Buying a bond for a child is often less about growth and more about a gesture meant to last, but the mechanics of registration matter just as much as the intention behind the gift.
The short answer
A savings bond can be registered directly in a minor’s name, with an adult, usually a parent or guardian, managing it as custodian until the child is old enough to take control. The bond doesn’t require the child to have any income of their own, which is part of why it’s a common way to save on a young person’s behalf.
Setting up the registration
A minor generally can’t open their own account in the government’s system for buying and holding electronic bonds, so an adult typically sets up a linked custodial arrangement first, then registers the bond in the child’s name under that structure. The adult’s own account effectively serves as the gateway through which the purchase happens.
Who controls the bond in the meantime
- The custodian manages it. The adult handles the purchase, monitors the bond, and keeps records until the child reaches the applicable age.
- The child is the named owner. Even though an adult manages the logistics, the bond’s value legally belongs to the child from the start.
- Control eventually transfers. Once the child reaches the age set by the rules, they can take over management of the account holding the bond directly.
Choosing how the bond is titled
Bonds bought for a child are commonly registered with the child as sole owner, though some registrations allow an adult to be listed alongside the child. The choice affects who has authority over the bond day to day and can echo the kind of registration questions that come up around what happens to a savings bond when its owner dies, since the way a bond is titled shapes both control while everyone is alive and what happens afterward.

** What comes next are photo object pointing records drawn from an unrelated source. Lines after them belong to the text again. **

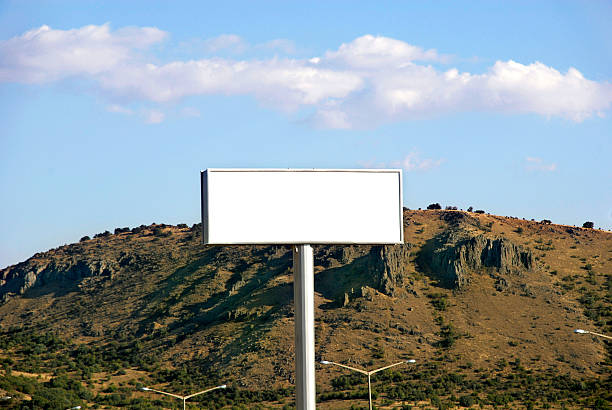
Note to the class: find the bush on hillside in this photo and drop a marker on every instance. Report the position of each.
(102, 235)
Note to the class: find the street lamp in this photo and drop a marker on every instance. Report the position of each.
(582, 331)
(184, 398)
(368, 373)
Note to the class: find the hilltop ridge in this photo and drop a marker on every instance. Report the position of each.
(467, 293)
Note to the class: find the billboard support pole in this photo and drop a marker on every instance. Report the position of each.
(303, 292)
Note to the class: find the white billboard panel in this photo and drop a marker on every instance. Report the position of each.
(302, 206)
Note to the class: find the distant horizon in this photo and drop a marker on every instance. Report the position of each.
(191, 225)
(110, 110)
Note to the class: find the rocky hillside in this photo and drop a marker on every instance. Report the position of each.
(486, 304)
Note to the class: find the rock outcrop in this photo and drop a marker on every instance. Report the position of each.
(18, 279)
(453, 259)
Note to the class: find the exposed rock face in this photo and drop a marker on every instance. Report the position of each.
(391, 264)
(20, 278)
(452, 259)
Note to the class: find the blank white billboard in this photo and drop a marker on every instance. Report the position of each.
(302, 206)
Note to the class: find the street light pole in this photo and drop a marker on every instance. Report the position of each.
(184, 398)
(368, 373)
(582, 331)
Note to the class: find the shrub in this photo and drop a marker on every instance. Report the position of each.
(102, 235)
(158, 231)
(139, 229)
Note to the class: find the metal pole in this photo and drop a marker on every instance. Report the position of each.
(370, 391)
(303, 293)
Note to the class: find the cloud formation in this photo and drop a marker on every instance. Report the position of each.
(366, 82)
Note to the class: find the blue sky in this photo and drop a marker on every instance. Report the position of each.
(110, 109)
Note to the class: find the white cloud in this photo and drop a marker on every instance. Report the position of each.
(379, 52)
(281, 44)
(414, 162)
(537, 164)
(154, 116)
(224, 42)
(366, 82)
(119, 109)
(411, 162)
(44, 54)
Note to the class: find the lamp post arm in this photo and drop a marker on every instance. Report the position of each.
(166, 393)
(350, 368)
(204, 391)
(599, 334)
(386, 367)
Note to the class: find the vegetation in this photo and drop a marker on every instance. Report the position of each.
(156, 308)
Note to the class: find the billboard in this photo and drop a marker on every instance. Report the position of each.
(301, 206)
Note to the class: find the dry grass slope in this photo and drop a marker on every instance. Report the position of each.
(486, 304)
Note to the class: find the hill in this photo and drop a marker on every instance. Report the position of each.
(486, 304)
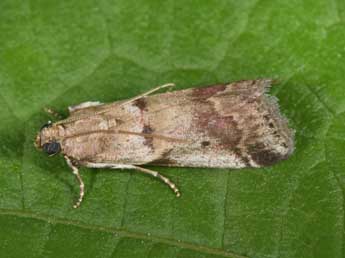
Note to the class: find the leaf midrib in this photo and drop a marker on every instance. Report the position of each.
(119, 232)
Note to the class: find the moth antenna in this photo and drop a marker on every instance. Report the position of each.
(70, 120)
(75, 171)
(148, 93)
(158, 136)
(53, 113)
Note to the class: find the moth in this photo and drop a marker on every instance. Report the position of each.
(231, 125)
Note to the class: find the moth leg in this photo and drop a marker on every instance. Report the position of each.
(161, 177)
(53, 113)
(140, 169)
(75, 171)
(148, 93)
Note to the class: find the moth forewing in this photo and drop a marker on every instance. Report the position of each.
(232, 125)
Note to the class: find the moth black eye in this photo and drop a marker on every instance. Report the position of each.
(51, 148)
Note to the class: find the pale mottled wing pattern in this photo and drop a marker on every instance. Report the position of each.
(228, 125)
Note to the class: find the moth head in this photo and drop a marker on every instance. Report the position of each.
(46, 139)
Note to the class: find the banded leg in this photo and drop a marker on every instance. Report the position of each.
(75, 171)
(149, 92)
(164, 179)
(161, 177)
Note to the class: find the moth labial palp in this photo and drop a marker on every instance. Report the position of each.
(232, 125)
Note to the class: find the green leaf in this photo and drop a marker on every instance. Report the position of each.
(60, 53)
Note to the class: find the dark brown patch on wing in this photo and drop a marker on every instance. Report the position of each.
(205, 143)
(164, 159)
(263, 156)
(140, 103)
(222, 128)
(242, 156)
(208, 91)
(148, 140)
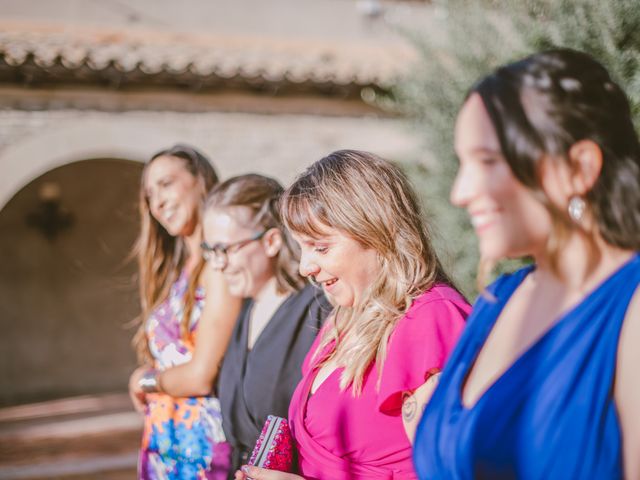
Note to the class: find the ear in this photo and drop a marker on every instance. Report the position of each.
(585, 159)
(272, 241)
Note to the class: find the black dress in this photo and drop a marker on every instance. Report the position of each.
(259, 382)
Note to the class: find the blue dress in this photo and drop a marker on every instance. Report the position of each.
(552, 414)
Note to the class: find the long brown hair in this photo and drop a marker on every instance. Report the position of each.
(160, 255)
(540, 107)
(260, 196)
(371, 200)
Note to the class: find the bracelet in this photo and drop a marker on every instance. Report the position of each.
(148, 383)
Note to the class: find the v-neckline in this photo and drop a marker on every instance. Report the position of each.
(468, 367)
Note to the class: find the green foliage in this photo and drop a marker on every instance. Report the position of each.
(470, 39)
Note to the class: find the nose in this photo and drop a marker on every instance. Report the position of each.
(463, 188)
(156, 201)
(308, 267)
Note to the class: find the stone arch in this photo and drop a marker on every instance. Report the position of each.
(66, 298)
(29, 158)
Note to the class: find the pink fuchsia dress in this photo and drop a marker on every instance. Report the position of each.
(183, 437)
(342, 437)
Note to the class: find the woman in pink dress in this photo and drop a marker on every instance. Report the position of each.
(396, 319)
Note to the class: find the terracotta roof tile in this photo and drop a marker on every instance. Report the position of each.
(53, 54)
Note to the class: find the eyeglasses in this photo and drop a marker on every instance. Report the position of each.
(220, 251)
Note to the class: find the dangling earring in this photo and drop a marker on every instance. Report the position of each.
(576, 208)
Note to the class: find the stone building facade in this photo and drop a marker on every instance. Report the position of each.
(81, 108)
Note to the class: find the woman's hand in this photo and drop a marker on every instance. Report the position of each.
(256, 473)
(138, 397)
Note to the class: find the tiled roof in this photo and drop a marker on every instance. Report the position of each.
(47, 55)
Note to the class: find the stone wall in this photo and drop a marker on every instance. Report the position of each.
(64, 303)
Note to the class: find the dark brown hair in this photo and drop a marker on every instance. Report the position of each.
(544, 104)
(160, 255)
(260, 195)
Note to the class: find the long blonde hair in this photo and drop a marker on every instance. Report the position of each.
(160, 255)
(370, 200)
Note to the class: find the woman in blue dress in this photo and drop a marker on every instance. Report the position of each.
(543, 383)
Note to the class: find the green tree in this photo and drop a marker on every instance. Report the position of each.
(472, 38)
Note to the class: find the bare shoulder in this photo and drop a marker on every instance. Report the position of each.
(211, 279)
(630, 334)
(627, 388)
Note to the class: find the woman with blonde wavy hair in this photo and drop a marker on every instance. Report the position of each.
(182, 338)
(396, 318)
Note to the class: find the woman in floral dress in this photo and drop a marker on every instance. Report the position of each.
(182, 338)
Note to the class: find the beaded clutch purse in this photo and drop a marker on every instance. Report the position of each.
(274, 448)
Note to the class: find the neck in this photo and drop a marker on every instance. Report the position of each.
(268, 291)
(192, 244)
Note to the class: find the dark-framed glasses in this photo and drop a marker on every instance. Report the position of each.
(219, 252)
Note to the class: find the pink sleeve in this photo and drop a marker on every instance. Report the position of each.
(419, 347)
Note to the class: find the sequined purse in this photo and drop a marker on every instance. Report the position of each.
(274, 448)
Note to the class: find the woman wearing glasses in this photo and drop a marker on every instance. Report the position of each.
(281, 317)
(181, 339)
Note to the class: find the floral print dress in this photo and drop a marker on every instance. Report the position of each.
(183, 437)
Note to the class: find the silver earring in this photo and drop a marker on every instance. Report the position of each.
(576, 208)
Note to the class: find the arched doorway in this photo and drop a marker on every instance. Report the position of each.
(66, 291)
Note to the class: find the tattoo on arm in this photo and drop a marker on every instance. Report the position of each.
(409, 407)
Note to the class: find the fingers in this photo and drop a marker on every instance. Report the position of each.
(255, 473)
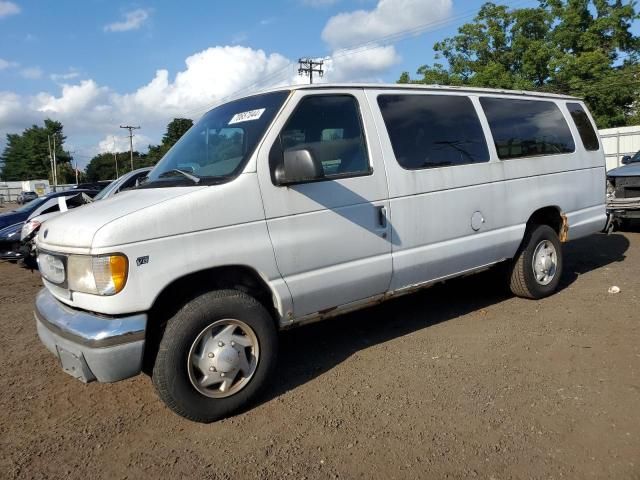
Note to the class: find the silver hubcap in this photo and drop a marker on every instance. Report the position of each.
(223, 358)
(545, 262)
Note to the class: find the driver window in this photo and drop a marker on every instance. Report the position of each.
(329, 126)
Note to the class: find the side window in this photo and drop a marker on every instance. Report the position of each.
(527, 128)
(329, 126)
(429, 131)
(584, 126)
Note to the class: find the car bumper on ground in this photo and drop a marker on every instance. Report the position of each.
(624, 207)
(89, 346)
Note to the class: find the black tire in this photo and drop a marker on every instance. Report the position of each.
(523, 282)
(170, 371)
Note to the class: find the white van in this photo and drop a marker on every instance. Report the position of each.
(303, 203)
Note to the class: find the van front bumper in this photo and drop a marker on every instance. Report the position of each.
(89, 346)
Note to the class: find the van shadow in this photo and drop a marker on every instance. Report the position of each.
(310, 351)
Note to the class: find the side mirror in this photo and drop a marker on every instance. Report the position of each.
(298, 166)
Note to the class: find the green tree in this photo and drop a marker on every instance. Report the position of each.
(578, 47)
(26, 155)
(103, 165)
(175, 129)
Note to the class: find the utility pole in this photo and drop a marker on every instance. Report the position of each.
(307, 66)
(55, 166)
(115, 157)
(76, 165)
(130, 128)
(50, 158)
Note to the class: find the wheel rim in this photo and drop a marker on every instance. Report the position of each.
(545, 262)
(223, 358)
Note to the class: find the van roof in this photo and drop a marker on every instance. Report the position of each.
(411, 86)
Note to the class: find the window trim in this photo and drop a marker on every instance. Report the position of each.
(568, 105)
(437, 94)
(527, 99)
(278, 143)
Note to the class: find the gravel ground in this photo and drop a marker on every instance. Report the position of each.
(461, 380)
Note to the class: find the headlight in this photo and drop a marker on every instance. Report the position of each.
(11, 233)
(51, 268)
(99, 275)
(611, 188)
(28, 228)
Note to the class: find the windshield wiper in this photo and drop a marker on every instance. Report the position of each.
(195, 179)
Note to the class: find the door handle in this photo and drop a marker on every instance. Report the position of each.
(382, 216)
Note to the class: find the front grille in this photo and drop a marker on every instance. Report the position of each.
(627, 187)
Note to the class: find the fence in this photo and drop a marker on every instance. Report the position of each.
(618, 142)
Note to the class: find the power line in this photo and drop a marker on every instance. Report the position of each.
(131, 129)
(352, 50)
(309, 66)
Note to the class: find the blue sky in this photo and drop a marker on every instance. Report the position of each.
(95, 64)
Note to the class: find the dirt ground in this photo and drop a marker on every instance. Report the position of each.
(461, 380)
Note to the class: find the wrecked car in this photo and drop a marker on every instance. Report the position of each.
(623, 191)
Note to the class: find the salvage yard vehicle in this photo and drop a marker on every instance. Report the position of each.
(11, 236)
(303, 203)
(623, 191)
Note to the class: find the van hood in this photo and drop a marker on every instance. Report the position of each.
(77, 227)
(629, 170)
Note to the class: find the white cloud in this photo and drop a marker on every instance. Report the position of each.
(8, 8)
(132, 21)
(365, 65)
(120, 143)
(75, 99)
(62, 77)
(31, 73)
(209, 76)
(387, 18)
(4, 64)
(91, 113)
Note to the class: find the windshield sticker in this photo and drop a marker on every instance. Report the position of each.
(247, 116)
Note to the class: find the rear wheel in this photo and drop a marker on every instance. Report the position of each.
(536, 270)
(216, 354)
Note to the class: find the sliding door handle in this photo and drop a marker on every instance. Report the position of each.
(382, 216)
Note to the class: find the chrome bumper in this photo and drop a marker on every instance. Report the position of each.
(91, 347)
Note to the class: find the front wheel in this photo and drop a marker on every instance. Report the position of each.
(215, 356)
(536, 270)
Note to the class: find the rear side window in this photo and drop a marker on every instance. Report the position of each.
(584, 126)
(527, 128)
(330, 127)
(429, 131)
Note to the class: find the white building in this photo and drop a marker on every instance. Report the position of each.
(618, 142)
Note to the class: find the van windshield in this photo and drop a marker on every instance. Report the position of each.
(217, 147)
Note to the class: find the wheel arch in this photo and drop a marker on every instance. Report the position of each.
(554, 217)
(183, 289)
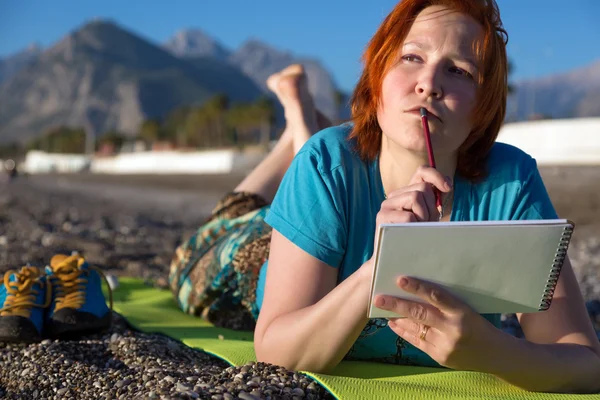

Tax considerations to be aware of
Interest earned on a bond registered to a child is generally attributed to the child as the bond’s owner, which can sometimes work out favorably given a child’s typically lower income. That said, a child’s unearned income can be subject to its own rules, commonly referred to in terms of the kiddie tax, so the tax outcome isn’t automatically simple just because the owner is young. Tax rules in this area change and depend on the family’s overall circumstances, so this is general education rather than guidance for a specific return.
A practical habit
Treating the purchase as a long-term gift rather than a short-term account works well with how these bonds are designed: they reward patience more than active management. Keeping the registration paperwork and account details somewhere the family can find later — alongside other planning documents, the way a custodial investment account for a child or a custodial bank account might also be tracked — makes the eventual handoff to the child much smoother than trying to reconstruct the details years down the road.
The takeaway
Buying a savings bond for a child is straightforward in concept but runs through an adult’s custodial setup in practice, and the registration choices made at purchase quietly shape who controls the bond, how it’s taxed, and how easily it changes hands later.